August 26, 2010

While working on Kafka, a distributed pub/sub system (more on that later) at LinkedIn, I need to use Zookeeper (ZK) to implement the load-balancing logic. I’d like to share my experience of using Zookeeper. First of all, for those of you who don’t know, Zookeeper is an Apache project that implements a consensus service based on a variant of Paxos (it’s similar to Google’s Chubby). ZK has a very simple, file system like API. One can create a path, set the value of a path, read the value of a path, delete a path, and list the children of a path. ZK does a couple of more interesting things: (a) one can register a watcher on a path and get notified when the children of a path or the value of a path is changed, (b) a path can be created as ephemeral, which means that if the client that created the path is gone, the path is automatically removed by the ZK server. However, don’t let the simple API fool you. One needs to understand a lot more than those APIs in order to use them properly. For me, this translates to weeks asking the ZK mailing list (which is pretty responsive) and our local ZK experts.

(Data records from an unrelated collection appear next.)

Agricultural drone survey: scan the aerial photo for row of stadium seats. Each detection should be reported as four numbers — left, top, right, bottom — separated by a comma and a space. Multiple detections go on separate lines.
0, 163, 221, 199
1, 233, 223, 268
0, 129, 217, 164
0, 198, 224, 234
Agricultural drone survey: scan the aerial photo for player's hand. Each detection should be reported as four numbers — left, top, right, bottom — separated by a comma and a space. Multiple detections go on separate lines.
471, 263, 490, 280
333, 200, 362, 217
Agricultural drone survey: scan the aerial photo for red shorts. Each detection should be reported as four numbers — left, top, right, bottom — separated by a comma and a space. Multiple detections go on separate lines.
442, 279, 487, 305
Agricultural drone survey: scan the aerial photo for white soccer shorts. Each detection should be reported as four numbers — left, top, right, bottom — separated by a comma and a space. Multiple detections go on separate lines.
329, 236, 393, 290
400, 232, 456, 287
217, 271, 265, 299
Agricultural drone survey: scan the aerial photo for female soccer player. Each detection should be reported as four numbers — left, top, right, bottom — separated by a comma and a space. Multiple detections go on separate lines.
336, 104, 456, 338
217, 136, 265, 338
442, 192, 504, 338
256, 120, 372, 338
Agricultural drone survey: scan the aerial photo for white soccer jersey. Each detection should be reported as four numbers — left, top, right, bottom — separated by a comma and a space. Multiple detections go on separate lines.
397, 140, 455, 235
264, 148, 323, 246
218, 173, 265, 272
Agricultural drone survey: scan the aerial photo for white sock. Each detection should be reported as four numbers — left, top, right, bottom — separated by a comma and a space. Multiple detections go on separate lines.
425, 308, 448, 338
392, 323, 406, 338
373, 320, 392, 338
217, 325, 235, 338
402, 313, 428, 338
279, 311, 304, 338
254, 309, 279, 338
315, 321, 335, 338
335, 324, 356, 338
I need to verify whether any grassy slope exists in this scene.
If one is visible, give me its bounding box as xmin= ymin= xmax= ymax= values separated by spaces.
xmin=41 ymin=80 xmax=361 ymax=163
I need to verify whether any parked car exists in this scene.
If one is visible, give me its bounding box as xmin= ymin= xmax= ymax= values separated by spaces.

To get started, it’s important to understand the state transitions and the associated watcher events inside a ZK client. A ZK client can be in one of the 3 states, disconnected, connected, and closed. When a client is created, it’s in the disconnected state. Once a connection is established, the client is moved to the connected state. If the client loses its connection to a server, it switches back to the disconnected state. If it can’t connect to any server within some time limit, it’s eventually transitioned to the closed state. For each state transition, a state changing event (disconnected, syncconnected and expired) is sent to the client’s watcher. As you will see, those events are critical to the client. Finally, if one performs an operation on ZK when the client is in the disconnected state, a ConnectionLossException (CLE) is thrown back to the caller. More detailed information can be found at the ZK site. A lot of the subtleties when using ZK are to deal with those state changing events.

The first tricky issue is related to CLE. The problem is that when a CLE happens, the requested operation may or may not have taken place on ZK. If the connection was lost before the request reached the server, the operation didn’t take place. On the other hand, it can happen that the request did reach the server and got executed there. However, before the server can send a response back, the connection was lost. If the request is a read or an update, one can just keep retrying until the operation succeeds. It becomes a problem if the request is a create. If you simply retry, you may get a NodeExistsException and it’s not clear whether it’s you or someone else have created the path. What one can do is to set the value of the path to a client specific value during creation. If a NodeExistsException is thrown, read the value back to check who actually created it. One can’t use this approach for sequential paths (a ZK feature that creates a path with a generated sequential id) though. If you retry, a different path will be created. You also can’t check who created the path, since if you get a CLE, you don’t know the name of the path that gets created. For this reason, I think that sequential paths have very limited benefit since it’s very hard to use them correctly.

The second tricky issue is to distinguish between a disconnect and an expired event. The former happens when the ZK client can’t connect to the server. This is because either (1) the ZK server is down, or (2) the ZK server is up, but the ZK client is partitioned from the server or it is in a long GC pause and can’t send the heartbeat in time. In case (1), when the ZK server comes back, the client watcher will get a syncconnected event and everything is back to normal. Surprisingly, in this case, all the ephemeral paths and the watchers are still kept at the server and you don’t have to recreate them. In case (2), when the client finally reconnects to the server, it will get back an expired event. This implies that the server thinks the client is dead and has taken the liberty to delete all the ephemeral paths and watchers created by that client. It’s the responsibility of the client to start a new ZK session and to recreate the ephemeral paths and the watchers.

To deal with the above issues, one has to write additional code that keeps track of the ZK client state, starts a new session when the old one expires, and handles the CLE appropriately. For my application, I find the ZKClient package quite useful. ZKClient is a wrapper of the original ZK client. It maintains the current state of the ZK client, hides the CLE from the caller by retrying the request when the state is transitioned to connected again, and reconnects when necessary. ZKClient has an Apache license and has been used in Katta for quite some time. Even with the help of ZKClient, I still have to handle things like who actually created a path when a NodeExistsException occurs and re-registering after a session expires.

Finally, how do you test your ZK application, especially the various failure scenarios? One can use utilities like “ifconfig down/up” to simulate network partitioning. Todd Lipcon’s Gremlins seems very useful too.